Background: Information is limited regarding utilization patterns and costs for chronic kidney disease–mineral and bone disorder (CKD-MBD) medications in Medicare Part D–enrolled dialysis patients.

Study Design: Retrospective cohort study.

Setting & Participants: Annual cohorts of dialysis patients, 2007-2010.

Predictors: Cohort year, low-income subsidy status, and dialysis provider.

Outcomes: Utilization and costs of prescription phosphate binders, oral and intravenous vitamin D analogues, and cinacalcet.

Measurements: Using logistic regression, we calculated adjusted odds of medication use for low-income subsidy versus non–low-income subsidy patients and for patients from various dialysis organizations, and we report per-member-per-month and average out-of-pocket costs.

Results: Phosphate binders (w83%) and intravenous vitamin D (77.5%-79.3%) were the most commonly used CKD-MBD medications in 2007 through 2010. The adjusted odds of prescription phosphate-binder, intravenous vitamin D, and cinacalcet use were significantly higher for low-income subsidy than for non–low-income subsidy patients. Total Part D versus CKD-MBD Part D medication costs increased 22% versus 36% from 2007 to 2010. For Part D–enrolled dialysis patients, CKD-MBD medications represented w50% of overall net Part D costs in 2010.

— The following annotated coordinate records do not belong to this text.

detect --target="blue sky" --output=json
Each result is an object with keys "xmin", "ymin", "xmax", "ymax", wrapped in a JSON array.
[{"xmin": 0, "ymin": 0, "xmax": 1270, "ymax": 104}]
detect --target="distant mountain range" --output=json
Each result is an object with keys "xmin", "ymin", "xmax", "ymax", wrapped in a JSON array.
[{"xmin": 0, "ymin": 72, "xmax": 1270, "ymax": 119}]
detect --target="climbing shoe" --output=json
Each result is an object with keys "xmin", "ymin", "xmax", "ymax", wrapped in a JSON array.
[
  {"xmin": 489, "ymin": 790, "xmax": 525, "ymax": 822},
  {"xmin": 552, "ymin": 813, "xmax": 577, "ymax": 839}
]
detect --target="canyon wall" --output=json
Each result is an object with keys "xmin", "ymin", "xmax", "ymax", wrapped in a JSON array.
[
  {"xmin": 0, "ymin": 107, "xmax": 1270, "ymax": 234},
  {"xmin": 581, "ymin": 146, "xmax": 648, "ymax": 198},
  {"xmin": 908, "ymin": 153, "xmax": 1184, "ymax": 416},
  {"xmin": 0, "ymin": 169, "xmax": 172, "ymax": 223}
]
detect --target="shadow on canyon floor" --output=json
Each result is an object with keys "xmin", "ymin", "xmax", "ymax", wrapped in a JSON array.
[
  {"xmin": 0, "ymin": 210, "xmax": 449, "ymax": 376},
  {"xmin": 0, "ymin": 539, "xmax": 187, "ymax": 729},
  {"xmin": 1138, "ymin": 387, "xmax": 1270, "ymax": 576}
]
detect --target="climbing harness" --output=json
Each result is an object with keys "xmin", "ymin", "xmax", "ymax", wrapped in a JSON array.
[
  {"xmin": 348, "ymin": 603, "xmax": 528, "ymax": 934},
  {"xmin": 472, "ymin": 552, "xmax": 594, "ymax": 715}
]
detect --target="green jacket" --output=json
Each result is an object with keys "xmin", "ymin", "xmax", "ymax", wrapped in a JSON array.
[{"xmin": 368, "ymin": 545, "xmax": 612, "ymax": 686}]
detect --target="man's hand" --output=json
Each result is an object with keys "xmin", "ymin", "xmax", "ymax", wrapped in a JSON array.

Limitations: Inability to describe utilization and costs of calcium carbonate, an over-the-counter agent not covered under Medicare Part D; inability to reliably identify prescriptions filled through a non–Part D reimbursement or payment mechanism; findings may not apply to dialysis patients without Medicare Part D benefits or with Medicare Advantage plans, or to pediatric dialysis patients; could identify only prescription drugs dispensed in the outpatient setting; inability to adjust for MBD laboratory values.

Conclusions: Part D net costs for CKD-MBD medications increased at a faster rate than costs for all Part D medications in dialysis patients despite relatively stable use within medication classes. In a bundled environment, there may be incentives to shift to generic phosphate binders and reduce cinacalcet use.